The Buckeye Institute released a report contending that the practice of requiring defendants to post money in order to secure their release from jail is an “inefficient, expensive, unfair means of protecting communities that has proven no guarantee to stopping repeat offenders.”
The Buckeye Institute, a conservative think tank, has added its name to a growing list of organizations calling for bail reform in Ohio, reports Cleveland.com. The institute released a report Monday that contends the practice of requiring defendants to post money in order to secure their release from jail is an “inefficient, expensive, unfair means of protecting communities that has proven no guarantee to stopping repeat offenders.” The report, “Money Bail”: Making Ohio a More Dangerous Place to Live, is authored is by the institute’s Daniel Dew. Dew cited media articles about bail-related issues including several from cleveland.com and The Plain Dealer. Cleveland.com’s ongoing Justice for All series is examining inequities in the judicial system, including the use of bail.
Cleveland.com write about a man who spent four days in jail after being arrested for drunken jaywalking. Another was about a traffic offender who spent a week in jail after he failed to pay a traffic ticket for driving on a suspended license.

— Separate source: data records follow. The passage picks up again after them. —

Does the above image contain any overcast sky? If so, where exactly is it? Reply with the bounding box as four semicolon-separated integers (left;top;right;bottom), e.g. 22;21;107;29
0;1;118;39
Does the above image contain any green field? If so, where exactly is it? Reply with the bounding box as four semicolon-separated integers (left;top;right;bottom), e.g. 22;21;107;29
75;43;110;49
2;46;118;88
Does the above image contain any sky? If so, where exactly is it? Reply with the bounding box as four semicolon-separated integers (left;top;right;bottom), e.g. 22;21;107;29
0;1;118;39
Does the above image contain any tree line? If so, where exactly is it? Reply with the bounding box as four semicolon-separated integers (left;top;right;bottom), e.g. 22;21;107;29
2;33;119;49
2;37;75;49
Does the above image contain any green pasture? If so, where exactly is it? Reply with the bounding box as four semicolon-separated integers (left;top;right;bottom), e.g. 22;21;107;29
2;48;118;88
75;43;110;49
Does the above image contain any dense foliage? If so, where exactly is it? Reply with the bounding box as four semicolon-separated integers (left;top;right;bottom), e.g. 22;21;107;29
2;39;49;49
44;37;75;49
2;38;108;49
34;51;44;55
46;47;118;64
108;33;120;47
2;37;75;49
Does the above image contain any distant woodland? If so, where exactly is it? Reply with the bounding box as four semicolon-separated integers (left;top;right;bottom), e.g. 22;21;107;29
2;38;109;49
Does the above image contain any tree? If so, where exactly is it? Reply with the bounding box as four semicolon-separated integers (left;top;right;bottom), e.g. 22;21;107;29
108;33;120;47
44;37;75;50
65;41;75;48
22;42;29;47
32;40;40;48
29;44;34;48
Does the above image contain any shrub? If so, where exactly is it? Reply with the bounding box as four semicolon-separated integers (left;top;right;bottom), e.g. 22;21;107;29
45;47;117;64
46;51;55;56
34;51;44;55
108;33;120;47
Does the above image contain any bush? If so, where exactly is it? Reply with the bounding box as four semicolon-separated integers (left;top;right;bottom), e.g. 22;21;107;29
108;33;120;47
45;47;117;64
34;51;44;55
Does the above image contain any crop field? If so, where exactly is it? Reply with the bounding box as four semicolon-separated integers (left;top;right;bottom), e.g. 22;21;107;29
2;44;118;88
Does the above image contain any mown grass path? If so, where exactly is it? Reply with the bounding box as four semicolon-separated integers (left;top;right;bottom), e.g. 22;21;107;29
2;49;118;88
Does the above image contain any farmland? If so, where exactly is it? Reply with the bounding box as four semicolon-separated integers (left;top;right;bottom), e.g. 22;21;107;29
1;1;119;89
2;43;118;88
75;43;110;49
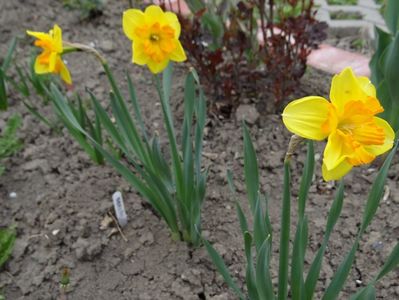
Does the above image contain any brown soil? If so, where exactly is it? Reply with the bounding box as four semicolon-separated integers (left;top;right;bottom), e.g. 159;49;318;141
1;1;398;299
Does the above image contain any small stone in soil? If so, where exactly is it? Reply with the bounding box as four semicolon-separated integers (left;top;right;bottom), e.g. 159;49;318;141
72;238;103;261
99;40;115;52
235;104;260;125
209;293;230;300
171;279;197;300
371;241;384;251
9;192;17;198
181;268;201;285
21;159;50;173
12;237;29;259
139;232;154;245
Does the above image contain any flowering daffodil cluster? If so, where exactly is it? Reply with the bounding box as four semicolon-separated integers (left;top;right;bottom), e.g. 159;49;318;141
283;67;394;181
122;5;187;74
27;24;72;84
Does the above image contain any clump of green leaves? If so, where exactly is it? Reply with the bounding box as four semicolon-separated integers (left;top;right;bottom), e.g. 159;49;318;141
370;0;399;131
205;126;399;299
0;115;22;176
0;226;16;269
62;0;106;19
50;62;208;246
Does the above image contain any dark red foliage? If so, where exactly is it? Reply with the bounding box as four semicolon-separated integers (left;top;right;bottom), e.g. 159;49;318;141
165;0;327;117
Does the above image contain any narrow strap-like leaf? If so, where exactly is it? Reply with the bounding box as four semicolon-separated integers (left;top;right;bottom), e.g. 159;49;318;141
243;123;259;214
256;237;275;300
1;37;17;71
162;62;173;103
109;91;149;166
236;202;249;237
384;0;399;34
323;239;359;300
194;89;206;181
0;68;8;110
278;161;291;300
253;197;267;252
349;285;376;300
88;91;127;154
305;181;344;300
361;140;398;233
244;232;259;300
0;227;16;267
323;140;398;300
291;218;308;300
375;242;399;281
203;239;246;300
126;72;148;141
154;74;184;202
298;141;314;220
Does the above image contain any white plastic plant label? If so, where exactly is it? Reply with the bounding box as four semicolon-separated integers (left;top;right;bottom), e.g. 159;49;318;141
112;191;128;227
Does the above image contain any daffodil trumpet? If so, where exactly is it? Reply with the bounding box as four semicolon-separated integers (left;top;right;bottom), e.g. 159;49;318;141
282;67;395;181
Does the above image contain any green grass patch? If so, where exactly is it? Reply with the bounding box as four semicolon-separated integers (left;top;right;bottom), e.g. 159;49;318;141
0;114;22;175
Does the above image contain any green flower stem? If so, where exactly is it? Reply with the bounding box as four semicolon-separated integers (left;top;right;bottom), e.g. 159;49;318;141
278;159;291;300
153;74;187;242
62;41;107;65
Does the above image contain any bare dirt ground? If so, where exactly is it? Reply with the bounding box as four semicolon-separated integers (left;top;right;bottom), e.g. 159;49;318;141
0;1;398;299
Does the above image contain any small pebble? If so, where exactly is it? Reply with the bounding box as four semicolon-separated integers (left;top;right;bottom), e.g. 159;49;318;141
9;192;17;199
372;241;384;251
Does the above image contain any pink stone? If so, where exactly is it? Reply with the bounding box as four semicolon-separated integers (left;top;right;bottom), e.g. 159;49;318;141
143;0;191;15
307;44;370;77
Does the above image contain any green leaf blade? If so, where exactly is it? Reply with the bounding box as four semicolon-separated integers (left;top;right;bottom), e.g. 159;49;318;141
243;124;259;213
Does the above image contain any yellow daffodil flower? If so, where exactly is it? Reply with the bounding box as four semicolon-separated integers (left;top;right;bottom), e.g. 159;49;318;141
282;67;394;181
122;5;187;74
26;24;72;84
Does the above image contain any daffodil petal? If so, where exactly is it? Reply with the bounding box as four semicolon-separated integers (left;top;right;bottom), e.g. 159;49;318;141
322;160;352;181
323;130;348;170
164;11;181;38
147;59;169;74
132;42;148;65
330;67;379;112
52;24;63;53
49;52;58;72
282;96;331;140
59;59;72;84
170;41;186;62
357;76;376;98
26;30;50;41
364;117;395;156
144;5;164;23
123;9;145;41
34;57;50;74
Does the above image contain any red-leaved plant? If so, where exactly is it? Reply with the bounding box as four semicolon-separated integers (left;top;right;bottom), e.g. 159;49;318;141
159;0;327;117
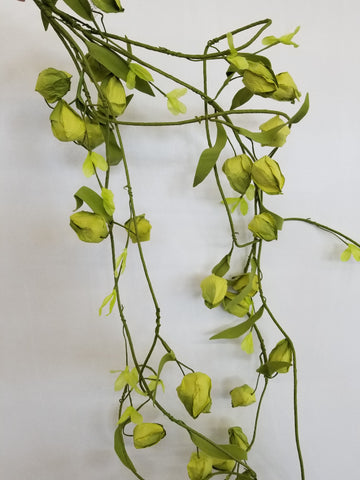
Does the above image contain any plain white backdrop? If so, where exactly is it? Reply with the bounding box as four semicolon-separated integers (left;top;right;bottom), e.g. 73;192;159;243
1;1;360;479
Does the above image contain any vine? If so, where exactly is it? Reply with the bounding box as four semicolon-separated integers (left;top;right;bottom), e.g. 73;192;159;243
26;1;360;479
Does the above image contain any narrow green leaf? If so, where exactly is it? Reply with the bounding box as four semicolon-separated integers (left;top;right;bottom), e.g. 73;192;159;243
100;126;123;166
193;122;227;187
240;197;248;216
210;305;264;340
115;248;127;277
101;187;115;216
129;63;153;82
63;0;93;20
212;250;232;277
231;88;253;109
92;0;124;13
349;244;360;261
86;42;154;96
241;331;254;354
114;424;138;474
189;431;247;461
74;186;112;222
289;93;310;124
341;247;351;262
41;0;57;30
245;184;255;201
257;361;292;378
99;289;117;316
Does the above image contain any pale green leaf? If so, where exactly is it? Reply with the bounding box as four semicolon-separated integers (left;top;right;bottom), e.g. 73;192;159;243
341;247;351;262
126;70;136;90
91;152;108;171
99;289;117;316
262;26;300;48
114;366;130;391
240;197;248;216
82;154;95;178
118;406;143;425
241;331;254;354
129;63;153;82
349;244;360;261
101;187;115;216
74;185;112;222
115;248;128;277
245;184;255;201
193;122;227;187
166;88;187;115
226;32;237;56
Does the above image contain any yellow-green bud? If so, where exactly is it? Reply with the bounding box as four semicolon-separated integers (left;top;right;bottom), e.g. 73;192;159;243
125;215;152;243
200;274;228;309
187;452;213;480
231;273;258;297
248;213;278;241
222;154;253;194
242;62;277;95
85;54;110;82
223;292;251;318
230;384;256;407
80;120;104;150
132;423;166;449
251;156;285;195
50;100;86;142
98;75;127;117
259;115;290;147
176;372;212;419
271;72;301;102
211;457;236;472
35;68;72;103
228;426;249;451
70;211;108;243
268;339;292;373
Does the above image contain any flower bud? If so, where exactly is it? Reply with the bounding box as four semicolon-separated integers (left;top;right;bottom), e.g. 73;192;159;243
98;75;126;117
187;452;213;480
80;120;104;150
230;384;256;407
223;292;251;318
251;156;285;195
125;215;152;243
50;100;86;142
35;68;72;103
231;273;258;297
177;372;212;418
248;212;278;241
271;72;301;102
242;62;277;95
222;154;253;194
228;426;249;451
200;274;228;309
259;115;290;147
70;211;108;243
268;339;292;373
133;423;166;449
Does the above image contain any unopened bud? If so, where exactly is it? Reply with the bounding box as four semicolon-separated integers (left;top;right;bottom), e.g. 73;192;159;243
187;452;213;480
80;120;104;150
231;273;258;297
271;72;301;102
268;339;292;373
230;384;256;407
228;426;249;451
200;274;228;309
125;215;152;243
248;212;278;241
251;156;285;195
223;292;251;318
35;68;72;103
98;75;126;117
70;211;108;243
242;62;277;95
50;100;86;142
133;423;166;449
177;372;212;419
259;115;290;147
222;154;252;194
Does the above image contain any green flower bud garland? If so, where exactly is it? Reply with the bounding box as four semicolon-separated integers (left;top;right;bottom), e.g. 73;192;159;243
24;1;360;479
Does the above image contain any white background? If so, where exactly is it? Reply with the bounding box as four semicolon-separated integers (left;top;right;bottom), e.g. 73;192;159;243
1;1;360;479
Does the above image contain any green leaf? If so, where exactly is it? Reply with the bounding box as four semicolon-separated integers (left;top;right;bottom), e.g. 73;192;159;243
166;88;187;115
92;0;124;13
241;331;254;354
223;197;241;214
193;122;227;187
74;186;112;222
82;151;108;177
101;187;115;216
99;289;117;316
41;0;57;30
245;184;255;201
262;26;300;48
156;351;176;380
259;205;283;230
257;361;292;378
341;247;351;262
212;250;233;277
210;305;264;340
225;258;256;311
63;0;93;20
231;88;253;109
118;406;143;425
115;248;127;277
86;42;154;96
129;63;153;82
189;431;247;461
289;93;310;125
349;244;360;261
240;197;248;216
100;126;123;166
114;424;138;474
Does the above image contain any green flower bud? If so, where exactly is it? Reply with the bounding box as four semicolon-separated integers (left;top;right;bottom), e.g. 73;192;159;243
251;156;285;195
79;120;104;150
177;372;212;418
125;215;152;243
85;54;110;82
248;212;278;241
222;154;253;194
50;100;86;142
187;452;213;480
211;457;236;472
228;426;249;451
98;75;127;117
271;72;301;103
242;62;277;95
231;273;258;297
268;339;292;373
70;211;108;243
259;115;290;147
223;292;251;318
133;423;166;449
230;384;256;407
200;274;228;309
35;67;72;103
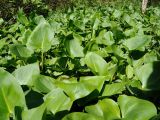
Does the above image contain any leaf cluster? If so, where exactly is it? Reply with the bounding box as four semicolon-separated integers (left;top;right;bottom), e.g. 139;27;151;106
0;2;160;120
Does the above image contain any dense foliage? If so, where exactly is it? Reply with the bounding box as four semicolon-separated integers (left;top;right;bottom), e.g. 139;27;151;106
0;1;160;120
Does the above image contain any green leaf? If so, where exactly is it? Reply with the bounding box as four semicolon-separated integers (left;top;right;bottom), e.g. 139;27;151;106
22;102;47;120
34;15;46;24
151;113;160;120
143;52;158;64
27;21;54;52
0;113;8;120
17;9;29;26
85;99;121;120
0;18;4;25
73;33;84;44
135;61;160;90
111;45;126;59
102;82;126;96
55;82;92;100
21;29;32;45
62;112;100;120
32;75;56;93
93;18;100;30
0;39;6;50
49;20;62;33
56;76;77;83
0;68;26;120
84;52;108;76
126;65;134;79
96;30;115;45
118;95;157;120
80;76;106;92
113;9;122;18
12;63;40;85
74;20;85;31
14;106;23;120
43;88;73;114
105;62;117;80
124;28;137;37
123;35;151;51
10;44;33;58
65;38;84;58
56;76;106;100
123;13;136;26
86;95;157;120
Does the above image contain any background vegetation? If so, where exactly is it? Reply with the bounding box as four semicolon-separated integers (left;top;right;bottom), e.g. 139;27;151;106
0;0;160;120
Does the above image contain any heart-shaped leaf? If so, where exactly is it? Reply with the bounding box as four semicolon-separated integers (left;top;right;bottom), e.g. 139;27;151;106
86;95;157;120
118;95;157;120
27;21;54;52
85;99;121;120
0;68;26;120
84;52;108;76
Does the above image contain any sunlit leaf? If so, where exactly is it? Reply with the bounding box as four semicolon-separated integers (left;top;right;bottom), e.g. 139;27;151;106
102;82;126;96
65;38;84;58
124;35;151;51
12;63;40;85
62;112;100;120
118;95;157;120
80;76;107;92
113;9;122;18
96;30;114;45
27;21;54;52
56;76;106;100
84;52;108;76
126;65;134;79
135;61;160;90
86;95;157;120
0;69;26;120
86;99;121;120
44;88;73;114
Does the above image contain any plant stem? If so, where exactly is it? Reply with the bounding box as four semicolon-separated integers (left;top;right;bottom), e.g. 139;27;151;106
41;52;44;70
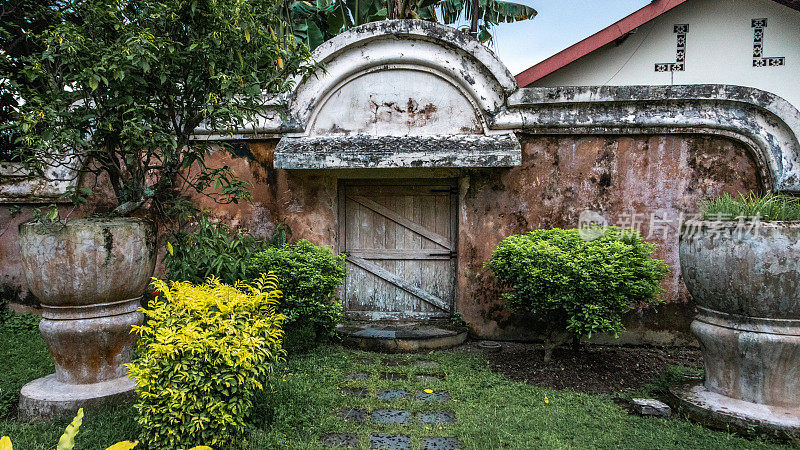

Both cases were cited by the Buckeye Institute report. “Many criminal justice systems throughout the country . . . foster an outmoded practice of pretrial release that allows accused murderers, child rapists, armed robbers, and dangerous gang members to be arrested and released into our communities to await trial,” the report states. “Meanwhile, many jurisdictions allow otherwise law-abiding, harmless citizens to sit in jail for days, weeks, or even months before trial for jaywalking, violating dress-codes, or failing to pay traffic tickets.” The report cites Lucas County, Oh., for using evidence-based risk-assessment tools that it says have resulted in less crime by those released from jail and awaiting trial and a higher rate of defendants making their scheduled court appearances.